2025 non-fiction book by Pankaj Mishra

The World After Gaza: A Short History is a non-fiction book authored by Pankaj Mishra and published in February 2025. It contains themes such as Zionism, the Holocaust, antisemitism and philosemitism. The work is characterized by its personal, historical, philosophical and revolutionary elements. Mishra discusses the October 7 attacks, stating: "With this attack, Hamas challenged Israel's ongoing vulnerability". At the time of writing this book, a ceasefire had not yet been reached between Hamas and Israel. The book polarized reviewers, being praised by some and harshly criticized by others who found it overly or insufficiently critical of Israel.

==Author==

Mishra's literary contributions include "The Age of Wrath: A Modern History", "From the Ruins of Empire: The Intellectuals Who Remade Asia", as well as various other nonfiction and fiction works. He is a contributor to The Guardian and the New York Review of Books, among other publications.

==Motivation==
According to Charlie English, Mishra expresses his motivation for writing the book as a way to free himself from confusion and prevent a moral downfall. In this text, Misha explores history through the perspectives of race and decolonization.

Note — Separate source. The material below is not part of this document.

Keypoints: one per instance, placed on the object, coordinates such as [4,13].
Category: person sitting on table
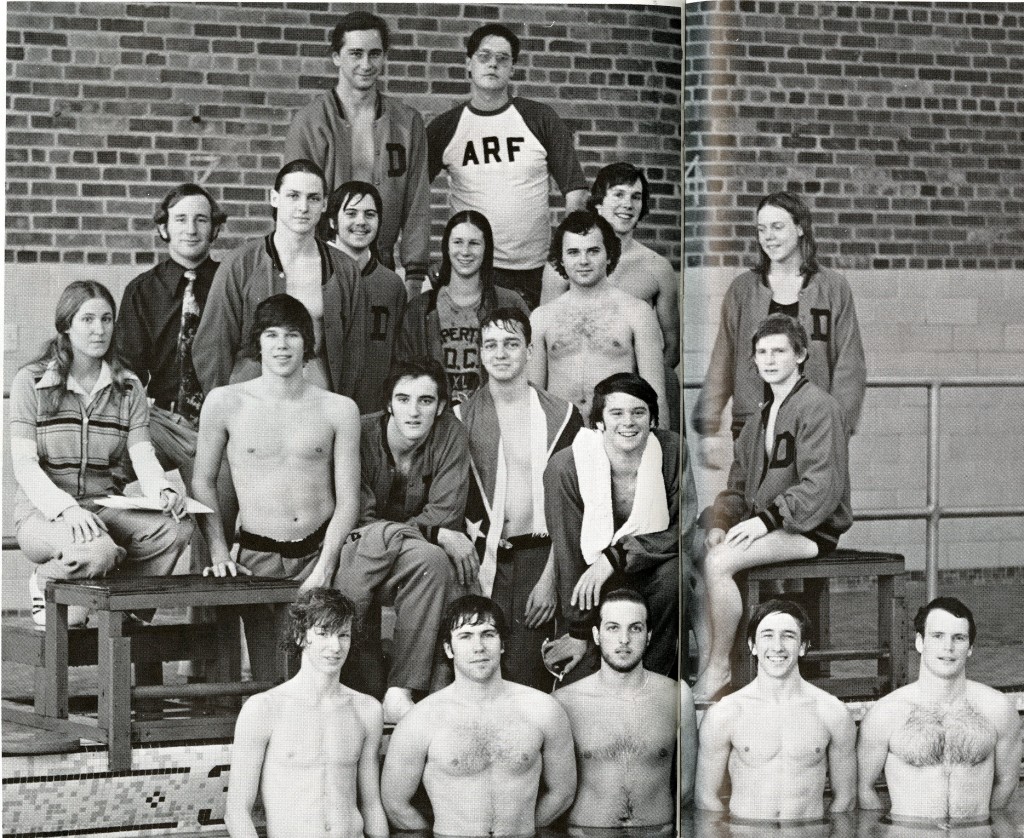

As interpreted by Mishra Pankaj, Indian nationalism was influenced by the conviction that Gandhi and Nehru had witnessed the horrors faced by numerous Hindus, who suffered violence and sexual assault at the hands of British-supported Muslim separatists. Nevertheless, the literary works, authors, and playwrights who criticized nationalism had obscured this view in his mind until he traveled to the West Bank in 2008. There, he witnessed the plight of Palestinians living under Israeli military rule. "Their oppressors were once victims of the West," he writes, emphasizing the profound racial tensions he observed. The author originated from a nation that had undergone colonization. He remarked that the Palestinians, were "individuals like me, now living through the nightmares that my ancestors had left behind".

==Content==

Mishra was deeply fascinated by Israeli heroes throughout his childhood, even displaying a picture of Moshe Dayan, the Israeli defense minister, on his wall. In 2008, he traveled to Israel and the West Bank, where he witnessed the hardships faced by the local residents. He describes Israel's actions as barbaric and is shocked by the suffering that Palestinians endure in their own homeland. Mishra draws comparisons between the experiences of Palestinians and Indians, observing that Indians fought against Western and white supremacist domination to secure their freedom many years ago. He believes that Palestinians are now beginning a similar struggle.

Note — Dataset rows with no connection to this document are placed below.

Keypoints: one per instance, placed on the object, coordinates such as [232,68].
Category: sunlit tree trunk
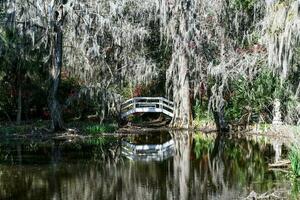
[181,95]
[180,64]
[276,112]
[55,108]
[19,113]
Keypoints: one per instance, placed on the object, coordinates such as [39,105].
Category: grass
[294,156]
[21,129]
[100,128]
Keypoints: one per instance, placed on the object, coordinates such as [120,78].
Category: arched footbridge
[147,105]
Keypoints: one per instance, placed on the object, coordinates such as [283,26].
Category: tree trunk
[54,105]
[19,113]
[181,95]
[181,82]
[276,112]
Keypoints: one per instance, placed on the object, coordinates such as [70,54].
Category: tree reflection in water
[202,167]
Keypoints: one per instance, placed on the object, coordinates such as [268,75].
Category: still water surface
[175,165]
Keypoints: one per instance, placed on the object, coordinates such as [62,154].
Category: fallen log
[280,164]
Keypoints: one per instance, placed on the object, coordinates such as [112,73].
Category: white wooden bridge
[147,105]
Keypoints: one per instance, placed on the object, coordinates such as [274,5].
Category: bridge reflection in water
[139,149]
[200,167]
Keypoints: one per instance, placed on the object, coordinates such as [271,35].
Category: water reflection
[200,167]
[151,147]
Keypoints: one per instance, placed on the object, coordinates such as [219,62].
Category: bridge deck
[147,104]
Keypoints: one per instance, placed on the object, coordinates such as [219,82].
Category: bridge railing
[147,104]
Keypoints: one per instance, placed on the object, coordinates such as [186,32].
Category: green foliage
[201,114]
[202,145]
[100,128]
[245,5]
[253,99]
[294,156]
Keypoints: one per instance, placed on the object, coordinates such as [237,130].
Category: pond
[175,165]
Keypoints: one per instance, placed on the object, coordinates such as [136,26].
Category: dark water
[158,166]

He argues that the extermination and incarceration of Asians and Africans arise from the ongoing maintenance of a global racial hierarchy upheld by Western powers. Mishra posits that the Eichmann trial in 1961 framed the Holocaust as a political matter associated with Zionism, thereby positioning Israel as the only entity capable of safeguarding the Jews' security. As a result, Israel depicted Arabs as collaborators in this genocide. This narrative has facilitated the normalization of Israel's oppression of Palestinians, permitting it to transpire without accountability. He claims that individuals around the globe label Israel as a colonial, settler, and Jewish supremacist regime, a characterization that receives backing from both Western liberals and extremists.

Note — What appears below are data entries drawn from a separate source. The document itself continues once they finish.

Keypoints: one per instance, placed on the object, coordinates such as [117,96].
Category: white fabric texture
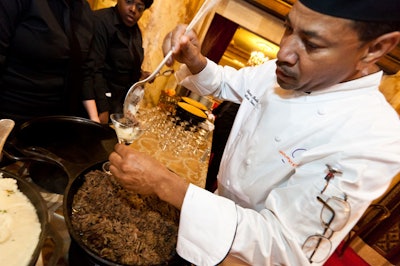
[274,165]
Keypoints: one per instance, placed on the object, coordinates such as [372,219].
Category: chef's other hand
[186,49]
[140,173]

He authored this book to tackle two inquiries: How is it possible for a historically oppressed people to treat others so badly under Israeli rule? Additionally, how can the media in the West "ignore, even justify, its clearly systemic cruelties"? Mishra delves into the intellectual foundation that supports this undertaking, the tactics used to create a narrative, and the connection between the extensive suffering caused by the Shoah and the justification for the Israeli state's existence, as well as the systematic repression of any dissent against it.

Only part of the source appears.